The Court also rejects Plaintiff's claim that the ALJ failed to follow the order of the Appeals Council which directed that the ALJ obtain further evidence of Plaintiff's status post head injury. It is evident that the ALJ made an effort to do so, but the scheduled consultative examination was cancelled because Plaintiff was incarcerated at the time. The Division of Disability Determination was unable to accommodate the request for a consultative examination of an incarcerated claimant. (Tr. 16, 496-98). In addition, during the hearing, Plaintiff's counsel affirmed that the record was complete and that no outstanding records were pending. Counsel for plaintiff made no further requests for assistance in obtaining medical records. (Tr. 21).

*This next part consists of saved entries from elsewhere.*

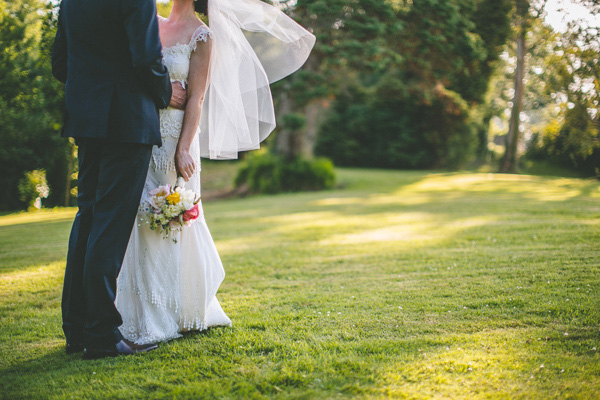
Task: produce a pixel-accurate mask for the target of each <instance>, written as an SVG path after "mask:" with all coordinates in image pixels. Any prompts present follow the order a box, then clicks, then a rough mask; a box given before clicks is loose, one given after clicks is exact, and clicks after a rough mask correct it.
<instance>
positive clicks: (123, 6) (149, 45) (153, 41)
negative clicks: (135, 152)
mask: <svg viewBox="0 0 600 400" xmlns="http://www.w3.org/2000/svg"><path fill="white" fill-rule="evenodd" d="M121 4H122V12H123V16H124V18H125V30H126V32H127V37H128V40H129V50H130V51H131V60H132V63H133V68H134V69H135V70H136V75H137V77H138V78H139V79H140V80H141V81H142V84H143V85H144V87H146V88H147V89H148V90H149V92H150V95H151V96H152V99H153V100H154V102H155V103H156V105H157V106H158V107H159V108H167V107H168V106H169V103H170V102H171V95H172V88H171V80H170V79H169V72H168V71H167V67H165V65H164V64H163V62H162V54H161V50H162V47H161V44H160V37H159V36H158V19H157V18H156V4H155V2H154V0H141V1H140V0H124V1H123V2H122V3H121Z"/></svg>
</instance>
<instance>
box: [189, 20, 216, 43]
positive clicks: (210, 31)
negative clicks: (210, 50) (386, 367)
mask: <svg viewBox="0 0 600 400" xmlns="http://www.w3.org/2000/svg"><path fill="white" fill-rule="evenodd" d="M210 38H212V31H211V30H210V28H209V27H208V25H206V24H205V23H204V22H202V21H200V20H198V23H197V24H196V26H195V27H194V33H193V34H192V37H191V39H190V45H191V46H192V47H193V48H194V49H196V43H197V42H199V41H200V42H208V40H209V39H210Z"/></svg>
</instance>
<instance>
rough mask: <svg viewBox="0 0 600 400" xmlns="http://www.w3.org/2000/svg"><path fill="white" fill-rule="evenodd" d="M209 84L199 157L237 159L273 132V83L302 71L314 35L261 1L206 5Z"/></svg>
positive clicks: (203, 105)
mask: <svg viewBox="0 0 600 400" xmlns="http://www.w3.org/2000/svg"><path fill="white" fill-rule="evenodd" d="M208 20H209V26H210V29H211V31H212V39H213V45H212V52H211V59H210V67H209V78H208V79H209V84H208V87H207V90H206V95H205V99H204V104H203V108H202V115H201V119H200V129H201V134H200V155H201V157H204V158H211V159H236V158H238V152H240V151H245V150H254V149H258V148H259V147H260V142H262V141H263V140H265V139H266V138H267V136H269V134H270V133H271V132H272V131H273V129H275V111H274V109H273V98H272V96H271V88H270V87H269V84H270V83H273V82H276V81H278V80H280V79H282V78H284V77H286V76H288V75H290V74H292V73H293V72H294V71H296V70H298V69H299V68H300V67H301V66H302V65H303V64H304V63H305V62H306V59H307V58H308V56H309V54H310V52H311V50H312V48H313V46H314V44H315V36H314V35H313V34H312V33H310V32H308V31H307V30H306V29H304V28H303V27H302V26H300V25H299V24H298V23H296V22H295V21H294V20H293V19H291V18H290V17H289V16H287V15H286V14H285V13H284V12H282V11H281V10H280V9H279V8H277V7H276V6H272V5H270V4H267V3H264V2H262V1H261V0H208Z"/></svg>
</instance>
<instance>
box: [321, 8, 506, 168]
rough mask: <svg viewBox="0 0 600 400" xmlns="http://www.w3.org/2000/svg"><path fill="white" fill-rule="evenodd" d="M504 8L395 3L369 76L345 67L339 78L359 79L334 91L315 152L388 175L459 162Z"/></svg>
mask: <svg viewBox="0 0 600 400" xmlns="http://www.w3.org/2000/svg"><path fill="white" fill-rule="evenodd" d="M509 10H510V5H509V4H508V3H507V2H505V1H497V0H493V1H492V0H481V1H468V0H422V1H419V2H403V3H400V5H399V6H398V7H396V8H394V14H393V15H394V19H395V22H394V23H392V24H387V23H384V24H383V25H384V26H385V29H384V31H383V32H382V34H381V39H382V42H381V47H380V48H379V49H378V50H377V51H376V52H375V51H373V52H372V53H376V54H377V55H378V56H377V57H376V58H375V59H374V60H375V62H372V63H370V65H371V66H374V67H375V68H371V69H368V68H366V69H365V68H361V69H356V70H355V69H353V68H347V70H349V71H350V72H349V73H348V74H346V75H344V77H347V76H351V77H354V76H356V77H358V79H346V80H347V81H348V82H349V83H346V86H340V89H338V90H337V91H336V92H334V93H335V96H336V97H335V103H336V104H334V107H333V108H332V113H331V114H330V118H329V119H328V121H326V123H325V124H324V125H323V127H322V129H321V133H320V135H319V140H318V142H317V152H318V154H323V155H328V156H331V157H333V159H334V161H335V162H336V163H340V164H343V165H363V166H377V167H387V168H434V167H457V166H460V165H461V164H464V163H465V162H466V161H468V160H469V158H470V157H471V155H472V154H473V152H474V147H475V145H476V142H477V139H476V132H475V128H476V126H480V125H481V124H480V123H479V119H480V118H479V115H480V114H481V113H476V112H475V111H477V110H478V108H479V106H480V105H481V104H482V103H483V102H484V100H485V93H486V92H487V90H488V85H489V80H490V76H491V72H492V71H493V69H494V66H495V63H496V62H497V59H498V55H499V54H500V51H501V49H502V45H503V44H504V42H505V41H506V38H507V37H508V33H509V32H510V29H509V23H508V21H509V20H508V11H509ZM483 38H485V40H483ZM482 130H483V129H482ZM485 134H486V139H487V132H486V133H485ZM486 141H487V140H486Z"/></svg>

In sum, Plaintiff's assignments of error have no merit: the ALJ's rejection of the opinion of Dr. Borrillo was not error, and the ALJ appropriately concluded that Plaintiff's medically determinable impairments did not include post-concussive syndrome.
For the foregoing reasons, the Magistrate Judge recommends that the Commissioner's final decision be AFFIRMED.